Мы все умираем не своей смертью, а смертью Смерти. We all of us die not our own death, but the death of Death.


SUMMING UP


I hope that my infrequent cavils with Fung’s text do not dispose the reader to be overcritical of this book. It’s a great philosophical read, which squeezes Dostoevsky and his characters in and out of the minds of any number of puissant Western thinkers. It deserves a welcome and respected place up on the bookshelves of Academia, next to the many fascinating books on the life and works of that perverse and talented genius of Russian literature: Fyodor Mikhailovich Dostoevsky.

Friday, July 3, 2015

Elkin Selph Translation into English of the Beginning of Anthony Burgess' novel "A CLOCKWORK ORANGE"



Translation by Elkin (Own) Selph of first page of Anthony Burgess’ Clockwork Orange into English. All words in Cyrillic are Russian.

“What’s it going to be, then, eh?”
                There was me, that is Alex, and my three droogs [ друг, friend], that is Pete, Georgie, and Dim, Dim being really Dim, and we sat in the Korova [корова, cow] Milk Bar, making up our rassoodocks [рассудок, intellect, common sense (here: mind)] what to do with the evening, a flip dark chill winter bastard, though dry. The Korova Milk Bar was a milk-plus mesto [место, place], and you may, O my brothers, have forgotten what these mestos were like, things changing so skorry [скорый, quick, fast] these days and everybody very quick to forget, newspapers not being read much neither. Well, what they sold there was milk plus something else. They had no licence  for selling liquor, but there was no law against prodding [продать, to sell] some of the new veshches [вещь, thing] which they used to put into the old moloko [молоко, milk], so you could peet [пить , to drink] it with vellocet or synthemesc or drencrom [three words here for drugs made up, not Russian] or one or two other veshches which would give you a nice quiet horrorshow [хорошо, good; adverb used consistently throughout the novel as an adjective] fifteen minutes admiring Bog [Бог, God] And All His Holy Angels and Saints in your left shoe with lights bursting all over your mozg [мозг, brain]. Or you could peet milk with knives in it, as we used to say, and this would sharpen you up and make you ready for a bit of dirty twenty-to-one, and that was what we were peeting [drinking; third time used already; by now the reader has learned the Russian word “to drink”: пить] this evening I’m starting off the story with.

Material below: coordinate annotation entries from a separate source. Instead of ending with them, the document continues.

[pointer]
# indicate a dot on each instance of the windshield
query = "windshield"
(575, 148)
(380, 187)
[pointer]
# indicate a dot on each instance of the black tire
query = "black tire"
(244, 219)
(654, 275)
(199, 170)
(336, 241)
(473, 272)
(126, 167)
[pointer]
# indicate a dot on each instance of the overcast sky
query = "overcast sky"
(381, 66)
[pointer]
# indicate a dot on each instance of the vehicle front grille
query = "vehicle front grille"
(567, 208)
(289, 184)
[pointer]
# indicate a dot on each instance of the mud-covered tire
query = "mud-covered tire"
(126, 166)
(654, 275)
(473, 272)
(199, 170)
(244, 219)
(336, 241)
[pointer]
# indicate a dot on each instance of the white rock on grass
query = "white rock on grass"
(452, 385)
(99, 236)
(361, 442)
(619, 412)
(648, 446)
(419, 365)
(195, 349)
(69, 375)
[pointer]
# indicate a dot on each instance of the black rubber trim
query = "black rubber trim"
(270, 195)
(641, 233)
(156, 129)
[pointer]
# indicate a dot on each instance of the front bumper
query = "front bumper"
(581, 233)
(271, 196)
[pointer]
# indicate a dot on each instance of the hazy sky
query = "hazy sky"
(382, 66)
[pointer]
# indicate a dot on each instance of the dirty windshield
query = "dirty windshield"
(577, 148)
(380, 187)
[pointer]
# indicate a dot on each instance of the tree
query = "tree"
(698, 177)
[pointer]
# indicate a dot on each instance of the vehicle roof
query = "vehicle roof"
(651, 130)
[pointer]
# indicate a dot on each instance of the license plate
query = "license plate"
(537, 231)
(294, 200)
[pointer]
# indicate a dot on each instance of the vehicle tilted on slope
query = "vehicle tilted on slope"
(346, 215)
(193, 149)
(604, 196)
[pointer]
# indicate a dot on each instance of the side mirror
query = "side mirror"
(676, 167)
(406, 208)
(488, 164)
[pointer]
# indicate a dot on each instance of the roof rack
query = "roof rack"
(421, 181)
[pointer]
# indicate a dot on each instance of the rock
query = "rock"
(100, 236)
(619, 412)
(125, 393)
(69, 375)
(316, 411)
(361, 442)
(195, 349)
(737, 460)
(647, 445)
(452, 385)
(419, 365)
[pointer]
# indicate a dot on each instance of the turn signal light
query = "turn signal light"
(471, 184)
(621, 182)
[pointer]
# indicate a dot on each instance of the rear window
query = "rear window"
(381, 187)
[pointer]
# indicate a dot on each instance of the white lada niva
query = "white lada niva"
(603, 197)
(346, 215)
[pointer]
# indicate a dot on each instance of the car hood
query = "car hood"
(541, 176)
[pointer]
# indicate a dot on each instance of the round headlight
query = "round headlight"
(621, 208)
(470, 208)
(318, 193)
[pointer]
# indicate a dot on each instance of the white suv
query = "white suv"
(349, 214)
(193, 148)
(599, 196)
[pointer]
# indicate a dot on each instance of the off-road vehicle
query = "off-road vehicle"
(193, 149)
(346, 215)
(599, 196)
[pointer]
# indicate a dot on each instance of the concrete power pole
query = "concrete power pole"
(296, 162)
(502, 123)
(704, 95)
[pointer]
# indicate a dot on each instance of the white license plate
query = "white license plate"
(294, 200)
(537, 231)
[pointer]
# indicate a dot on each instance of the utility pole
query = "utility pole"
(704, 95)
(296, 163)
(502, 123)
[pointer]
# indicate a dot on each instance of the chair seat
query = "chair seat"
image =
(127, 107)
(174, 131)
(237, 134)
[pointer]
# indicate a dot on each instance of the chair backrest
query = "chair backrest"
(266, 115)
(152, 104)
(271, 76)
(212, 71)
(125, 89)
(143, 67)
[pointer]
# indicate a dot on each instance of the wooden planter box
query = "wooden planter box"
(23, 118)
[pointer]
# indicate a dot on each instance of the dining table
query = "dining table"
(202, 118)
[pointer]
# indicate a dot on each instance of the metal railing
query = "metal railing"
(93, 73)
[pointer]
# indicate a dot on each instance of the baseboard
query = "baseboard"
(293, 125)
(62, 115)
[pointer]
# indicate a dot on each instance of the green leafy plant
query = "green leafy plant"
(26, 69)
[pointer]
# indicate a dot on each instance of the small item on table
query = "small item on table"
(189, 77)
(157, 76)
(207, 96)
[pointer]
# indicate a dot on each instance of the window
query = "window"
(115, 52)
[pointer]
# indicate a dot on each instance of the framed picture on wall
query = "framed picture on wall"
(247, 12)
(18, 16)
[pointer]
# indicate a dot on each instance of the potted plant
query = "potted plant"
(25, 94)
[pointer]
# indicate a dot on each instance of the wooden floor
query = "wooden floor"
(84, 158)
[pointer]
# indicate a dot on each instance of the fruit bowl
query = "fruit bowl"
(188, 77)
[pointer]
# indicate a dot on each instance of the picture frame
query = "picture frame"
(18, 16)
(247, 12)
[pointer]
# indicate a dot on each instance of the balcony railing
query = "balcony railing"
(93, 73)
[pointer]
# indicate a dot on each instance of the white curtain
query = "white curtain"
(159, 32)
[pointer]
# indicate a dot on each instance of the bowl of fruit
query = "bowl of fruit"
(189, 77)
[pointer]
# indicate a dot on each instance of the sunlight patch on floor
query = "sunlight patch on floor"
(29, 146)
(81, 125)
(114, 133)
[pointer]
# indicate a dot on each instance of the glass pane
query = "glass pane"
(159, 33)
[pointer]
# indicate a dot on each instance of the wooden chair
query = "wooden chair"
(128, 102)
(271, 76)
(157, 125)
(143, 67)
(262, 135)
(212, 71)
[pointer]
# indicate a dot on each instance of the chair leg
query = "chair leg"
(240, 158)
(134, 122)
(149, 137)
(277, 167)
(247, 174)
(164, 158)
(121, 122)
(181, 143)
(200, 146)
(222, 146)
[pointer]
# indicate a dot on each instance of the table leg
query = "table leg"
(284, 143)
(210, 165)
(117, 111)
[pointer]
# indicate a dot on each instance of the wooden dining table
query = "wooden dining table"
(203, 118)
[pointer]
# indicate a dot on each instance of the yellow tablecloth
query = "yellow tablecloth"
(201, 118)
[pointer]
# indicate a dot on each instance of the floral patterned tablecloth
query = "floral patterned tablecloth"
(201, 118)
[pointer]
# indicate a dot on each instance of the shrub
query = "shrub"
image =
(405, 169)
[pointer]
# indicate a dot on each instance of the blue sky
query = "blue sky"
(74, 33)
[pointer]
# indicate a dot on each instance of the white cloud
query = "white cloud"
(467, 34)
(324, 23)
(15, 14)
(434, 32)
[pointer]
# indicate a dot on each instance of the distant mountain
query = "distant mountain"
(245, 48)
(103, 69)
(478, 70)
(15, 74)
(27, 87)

                Our pockets were full of deng [truncated version of деньги, money], so there was no real need from the point of view of crasting [красть, to steal] any more pretty polly [Cockney rhyming slang for money] to tolchok [толчок, push; a noun; throughout the novel Burgess uses it as a verb, meaning hit, strike, attack] some old veck [no such word in Russian; Burgess arrives at it by truncating the word человек (man, person); at other points in the novel he uses the word un-truncated, spelling it ‘chelloveck’] in an alley and viddy [видеть, to see] him swim in his blood while we counted the takings and divided by four, nor to do the ultra-violent on some shivering starry [старый, old] grey-haired ptitsa [птица, bird] in a shop and go smecking [смех, laughter, a noun; throughout the novel Burgess uses it as a verb] off with the till’s guts. But, as they say, money isn’t everything.



SUMMING UP: I count twenty Russian words in the brief passage above.  Did Burgess really expect that non-speakers of Russian could cope with such an onslaught of unfamiliar terms? And yet they did cope, and they read the novel, which remains his most popular. Of course, nowadays I suspect that the Kubrick film--featuring far fewer Russian words-- is watched much more frequently than the Burgess novel is read.